Subharmonic aided pressure estimation for monitoring interstitial fluid pressure in tumours--in vitro and in vivo proof of concept

Abstract

The feasibility of using subharmonic aided pressure estimation (SHAPE) to noninvasively estimate interstitial fluid pressure (IFP) was studied. In vitro, radiofrequency signals, from 0.2 ml/l of Definity (Lantheus Medical Imaging, N Billerica, MA) were acquired within a water-tank with a Sonix RP ultrasound scanner (Analogic Ultrasound, Richmond, BC, Canada; fT/R=6.7/3.35 MHz and fT/R=10/5 MHz) and the subharmonic amplitudes of the signals were compared over 0-50 mmHg. In vivo, five swine with naturally occurring melanomas were studied. Subharmonic signals were acquired from tumours and surrounding tissue during infusion of Definity and compared to needle-based pressure measurements. Both in vitro and in vivo, an inverse linear relationship between hydrostatic pressure and subharmonic amplitude was observed with r(2)=0.63-0.95; p<0.05, maximum amplitude drop 11.36 dB at 10 MHz and -8 dB, and r(2) as high as 0.97; p<0.02 (10 MHz and -4/-8 dB most promising), respectively, indicating that SHAPE may be useful in monitoring IFP.

Keywords: Breast cancer; Contrast agents; Pressure estimation; Subharmonic signals; Ultrasound imaging.

Copyright © 2014 Elsevier B.V. All rights reserved.

Figures

Figure 1

a) – b) Water tank and acoustic setup with the L14-5 transducer. Notice the digital pressure gauge on the top of the tank and the syringe to alter the hydrostatic pressure. c) B-mode image of the water tank.
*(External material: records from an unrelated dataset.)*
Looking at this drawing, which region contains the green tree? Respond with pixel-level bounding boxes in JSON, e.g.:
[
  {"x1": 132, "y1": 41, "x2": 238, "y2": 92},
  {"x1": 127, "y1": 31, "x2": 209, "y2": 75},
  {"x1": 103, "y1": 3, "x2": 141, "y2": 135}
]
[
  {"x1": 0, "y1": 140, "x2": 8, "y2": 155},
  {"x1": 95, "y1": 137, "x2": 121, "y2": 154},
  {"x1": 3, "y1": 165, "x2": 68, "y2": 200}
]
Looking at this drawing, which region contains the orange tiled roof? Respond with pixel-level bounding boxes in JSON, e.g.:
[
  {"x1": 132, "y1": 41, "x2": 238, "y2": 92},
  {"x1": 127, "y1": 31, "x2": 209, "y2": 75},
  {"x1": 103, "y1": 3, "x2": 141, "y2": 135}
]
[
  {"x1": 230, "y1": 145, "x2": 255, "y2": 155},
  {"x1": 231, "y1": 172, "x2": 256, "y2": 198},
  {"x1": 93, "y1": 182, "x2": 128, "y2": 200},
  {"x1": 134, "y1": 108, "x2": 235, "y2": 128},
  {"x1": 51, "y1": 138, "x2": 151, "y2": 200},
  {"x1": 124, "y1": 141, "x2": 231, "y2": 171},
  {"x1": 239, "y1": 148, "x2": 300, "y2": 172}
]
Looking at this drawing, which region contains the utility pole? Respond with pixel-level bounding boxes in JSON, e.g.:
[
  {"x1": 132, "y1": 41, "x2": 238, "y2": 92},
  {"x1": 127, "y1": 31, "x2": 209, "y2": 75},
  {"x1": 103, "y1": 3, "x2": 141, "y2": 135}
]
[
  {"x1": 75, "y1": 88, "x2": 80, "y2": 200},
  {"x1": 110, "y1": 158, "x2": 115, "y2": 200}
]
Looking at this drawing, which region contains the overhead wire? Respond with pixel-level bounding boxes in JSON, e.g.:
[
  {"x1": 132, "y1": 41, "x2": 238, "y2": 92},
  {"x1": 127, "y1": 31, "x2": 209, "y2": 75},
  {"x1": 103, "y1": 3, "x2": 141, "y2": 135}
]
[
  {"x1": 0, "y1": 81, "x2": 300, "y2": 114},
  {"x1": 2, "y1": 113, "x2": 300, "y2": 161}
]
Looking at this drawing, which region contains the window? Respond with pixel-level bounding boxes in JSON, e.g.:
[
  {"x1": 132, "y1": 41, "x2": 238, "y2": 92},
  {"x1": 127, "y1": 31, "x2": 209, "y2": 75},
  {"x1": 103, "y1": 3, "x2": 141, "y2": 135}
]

The region of interest used for SHAPE is indicated with a red square.

Figure 2

An example B mode image from one of the swine melanomas. Tumour periphery is indicated by a blue dashed line, ROI for SHAPE with a green box and the location of the Stryker pressure monitor needle is indicated with a red circle

Figure 3

Subharmonic response to changes in acoustic power with the occurrence, growth and saturation phases. The relative subharmonic amplitude is scaled so that 0 dB refers to the lowest measured subharmonic amplitude and the remaining values are then scaled to that point as such: relative subharmonic amplitude = measured subharmonic amplitude – lowest measured subharmonic amplitude .

Figure 4

Decrease in subharmonic signal amplitude for Definity as a function of frequency and acoustic power (n = 3) when hydrostatic pressures were varied from 0 to 50 mmHg.

Figure 5

Inverse linear relationship between pressure and subharmonic signal amplitude for Definity at 10 MHz and −8 dB acoustic output power (n = 3).

Figure 6

Best fit in vivo measurements showing SHAPE results compared to the pressure monitor for 10 MHz. The difference between tissue and tumour IFP is clearly captured by SHAPE. Note that for a clearer comparison of best fit results, relative values for subharmonic amplitude (0 dB corresponding to the lowest dB value and then subharmonic amplitude difference relative to that value is reported) are used in the figure whereas actual values are used in table 1.